I see you. I see the fading bruise on the left ankle from the bike crash. I see the band-aid on the right heel from the blister caused by the new "cool" shoes. I see the faint line of marker where your friend drew a "tattoo" during recess.
At eight, feet are no longer the chubby, squishy little pillows they were as toddlers. They have stretched out. They have become wiry. They are built for one thing: speed.
And the smell . Oh, the smell. Eight-year-old feet have discovered sweat, but they have not yet discovered deodorant or the concept of airing out shoes. When those sneakers come off after a soccer game, we do not simply remove shoes; we perform a hazmat procedure. Open a window. Light a candle. Run. 8 year old feet
You buy a pair of sturdy sneakers in August for back-to-school. They fit perfectly.

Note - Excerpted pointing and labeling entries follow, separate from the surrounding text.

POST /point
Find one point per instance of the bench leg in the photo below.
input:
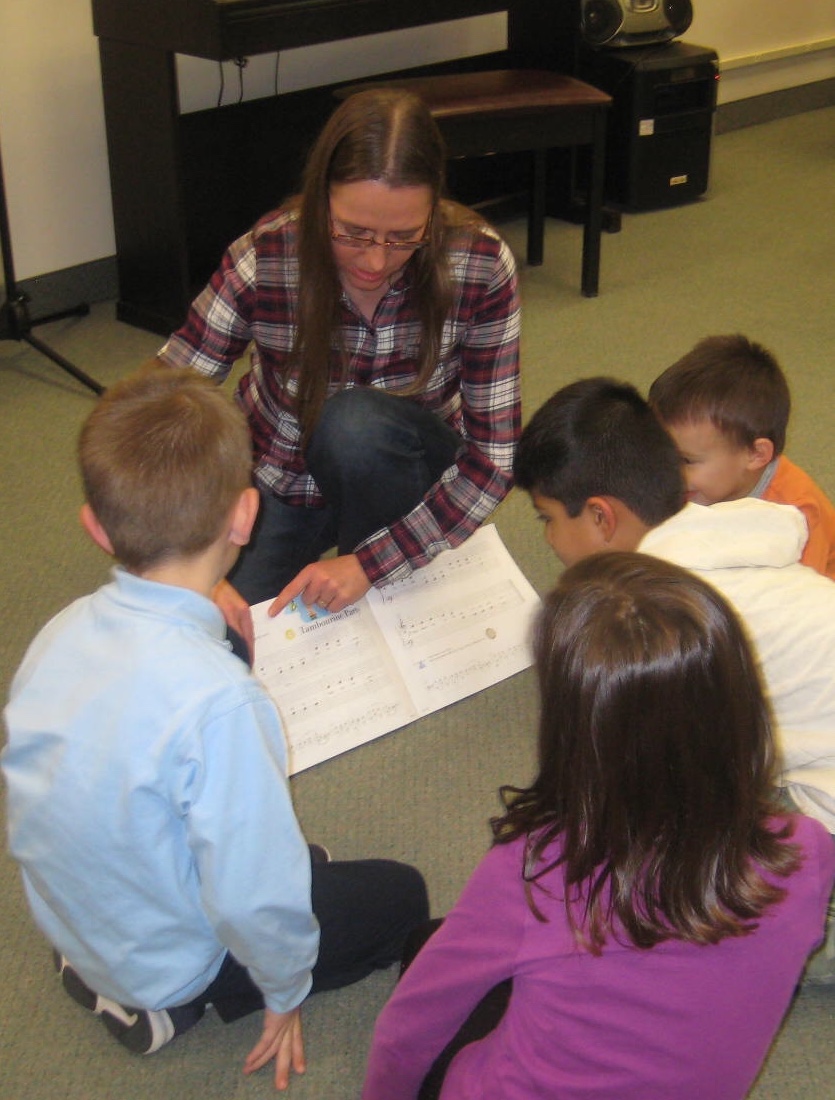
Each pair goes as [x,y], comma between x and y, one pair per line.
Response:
[536,210]
[593,224]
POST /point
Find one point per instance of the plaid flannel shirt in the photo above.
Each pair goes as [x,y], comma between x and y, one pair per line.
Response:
[252,301]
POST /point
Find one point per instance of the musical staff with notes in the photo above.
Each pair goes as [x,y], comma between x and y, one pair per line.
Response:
[451,629]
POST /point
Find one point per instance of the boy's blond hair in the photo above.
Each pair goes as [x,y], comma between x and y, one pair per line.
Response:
[732,382]
[164,455]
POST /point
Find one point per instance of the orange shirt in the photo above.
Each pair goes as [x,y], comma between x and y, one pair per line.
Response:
[792,485]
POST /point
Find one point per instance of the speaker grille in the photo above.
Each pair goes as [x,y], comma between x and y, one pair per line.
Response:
[679,13]
[600,21]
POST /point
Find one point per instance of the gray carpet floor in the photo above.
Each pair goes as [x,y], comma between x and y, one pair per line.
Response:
[755,256]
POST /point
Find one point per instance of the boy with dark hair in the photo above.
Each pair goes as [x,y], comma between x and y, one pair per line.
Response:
[726,404]
[149,805]
[577,459]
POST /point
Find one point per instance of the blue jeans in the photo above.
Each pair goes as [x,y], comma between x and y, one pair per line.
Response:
[373,455]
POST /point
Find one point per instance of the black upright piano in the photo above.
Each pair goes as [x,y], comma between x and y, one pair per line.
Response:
[186,185]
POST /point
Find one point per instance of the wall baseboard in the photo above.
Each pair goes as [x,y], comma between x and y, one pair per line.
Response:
[775,105]
[98,281]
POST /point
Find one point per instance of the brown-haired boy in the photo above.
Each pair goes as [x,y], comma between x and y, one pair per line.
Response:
[726,404]
[149,805]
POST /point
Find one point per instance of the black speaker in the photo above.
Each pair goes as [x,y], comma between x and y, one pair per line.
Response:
[633,22]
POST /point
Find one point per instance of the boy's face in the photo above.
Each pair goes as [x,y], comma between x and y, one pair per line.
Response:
[571,538]
[715,469]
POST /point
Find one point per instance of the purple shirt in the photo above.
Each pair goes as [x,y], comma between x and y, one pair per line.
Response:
[677,1021]
[475,387]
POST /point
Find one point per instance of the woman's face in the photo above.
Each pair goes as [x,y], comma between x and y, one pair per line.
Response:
[381,215]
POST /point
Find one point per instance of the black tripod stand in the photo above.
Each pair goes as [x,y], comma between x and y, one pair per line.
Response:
[14,320]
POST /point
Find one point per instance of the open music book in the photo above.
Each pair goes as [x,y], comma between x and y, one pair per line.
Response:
[450,629]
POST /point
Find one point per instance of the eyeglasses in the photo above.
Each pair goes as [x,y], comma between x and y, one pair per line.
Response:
[351,241]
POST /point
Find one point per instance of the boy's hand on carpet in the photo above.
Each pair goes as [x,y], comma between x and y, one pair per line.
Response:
[281,1040]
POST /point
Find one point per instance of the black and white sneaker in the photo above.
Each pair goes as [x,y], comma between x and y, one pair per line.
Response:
[141,1031]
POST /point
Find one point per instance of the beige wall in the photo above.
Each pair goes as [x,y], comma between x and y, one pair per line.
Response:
[52,123]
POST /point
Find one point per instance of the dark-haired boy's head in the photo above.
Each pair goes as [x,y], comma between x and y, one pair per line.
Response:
[600,468]
[165,455]
[726,404]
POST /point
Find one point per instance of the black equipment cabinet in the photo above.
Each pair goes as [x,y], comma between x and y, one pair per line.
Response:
[658,143]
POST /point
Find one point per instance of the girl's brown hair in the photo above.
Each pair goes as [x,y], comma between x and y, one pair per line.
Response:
[383,134]
[656,760]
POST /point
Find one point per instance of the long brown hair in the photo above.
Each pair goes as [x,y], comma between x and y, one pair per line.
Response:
[656,760]
[382,134]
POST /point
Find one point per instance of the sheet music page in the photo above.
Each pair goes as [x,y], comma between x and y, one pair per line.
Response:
[452,628]
[461,624]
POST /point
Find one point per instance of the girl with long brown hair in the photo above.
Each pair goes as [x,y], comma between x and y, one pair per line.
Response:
[383,395]
[647,898]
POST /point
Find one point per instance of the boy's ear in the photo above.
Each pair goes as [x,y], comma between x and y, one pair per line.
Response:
[760,453]
[603,516]
[243,517]
[94,528]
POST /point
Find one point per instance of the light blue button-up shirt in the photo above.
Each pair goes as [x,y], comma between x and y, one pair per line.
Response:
[149,804]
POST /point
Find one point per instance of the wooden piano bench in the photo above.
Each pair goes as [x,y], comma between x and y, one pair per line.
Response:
[522,110]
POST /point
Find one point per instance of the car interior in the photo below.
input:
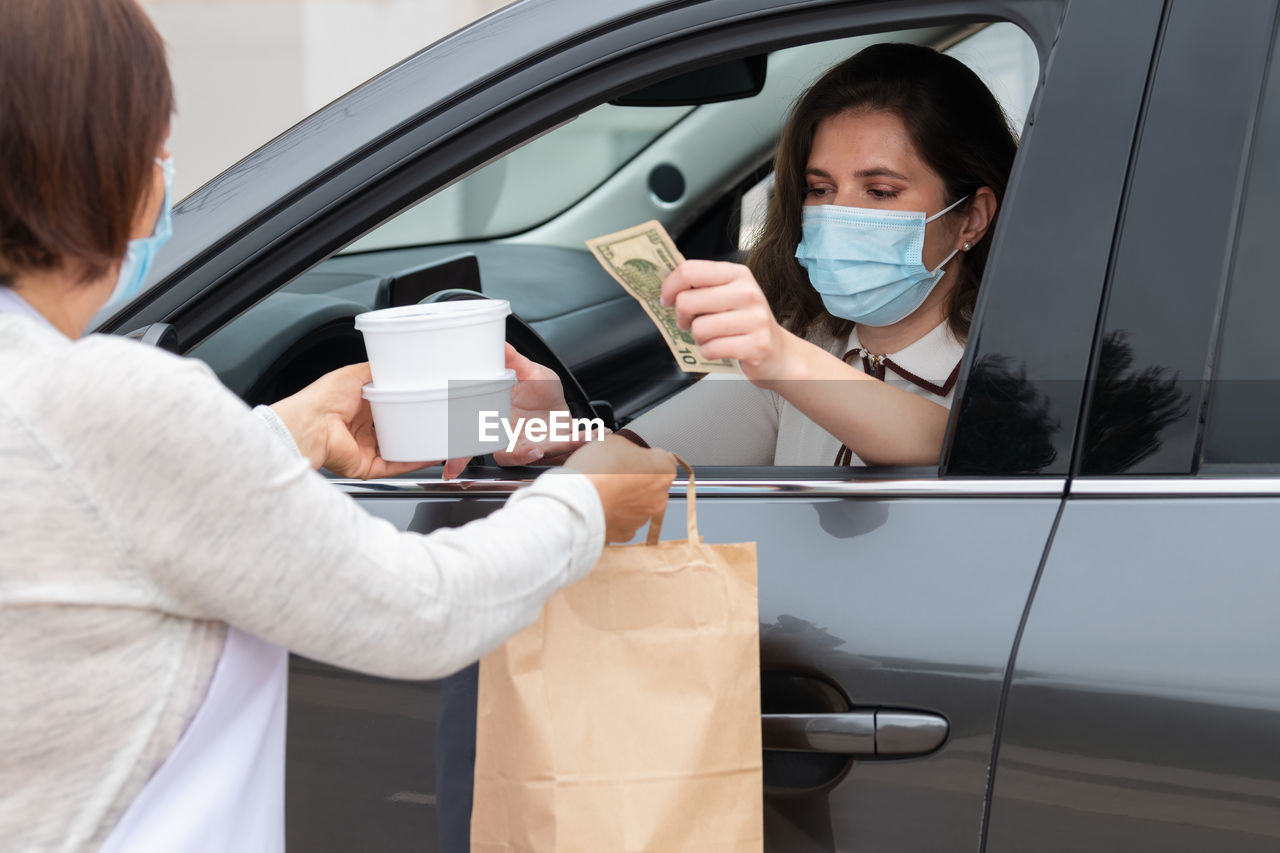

There is a thumb’s width of room. You feel smug about your budgeting. By October, your child is walking like a penguin because their toes are curled under. "They feel fine," they insist, while clearly suffering.
I watch my son/daughter lace up their sneakers (which, by the way, fit last Tuesday but are suddenly "too tight" today), and I see the engines revving. These feet do not walk. They propel. They skip every third step. They leap off the bottom stair entirely, landing with a thud that shakes the picture frames. They run through the house not because they are in a hurry, but because standing still feels like a personal failure. I see you
I’ll keep buying the wipes for the bottom of the tub, and I’ll keep searching for the matching socks.
You go to the shoe store. The nice salesperson measures the foot. "They’ve gone up a size and a half," she says cheerfully. A size and a half in six weeks. This is the growth rate of a bamboo plant or a Marvel superhero. I see the faint line of marker where
You drive me crazy. You cost me a fortune in socks and shoe leather. You smell like a locker room.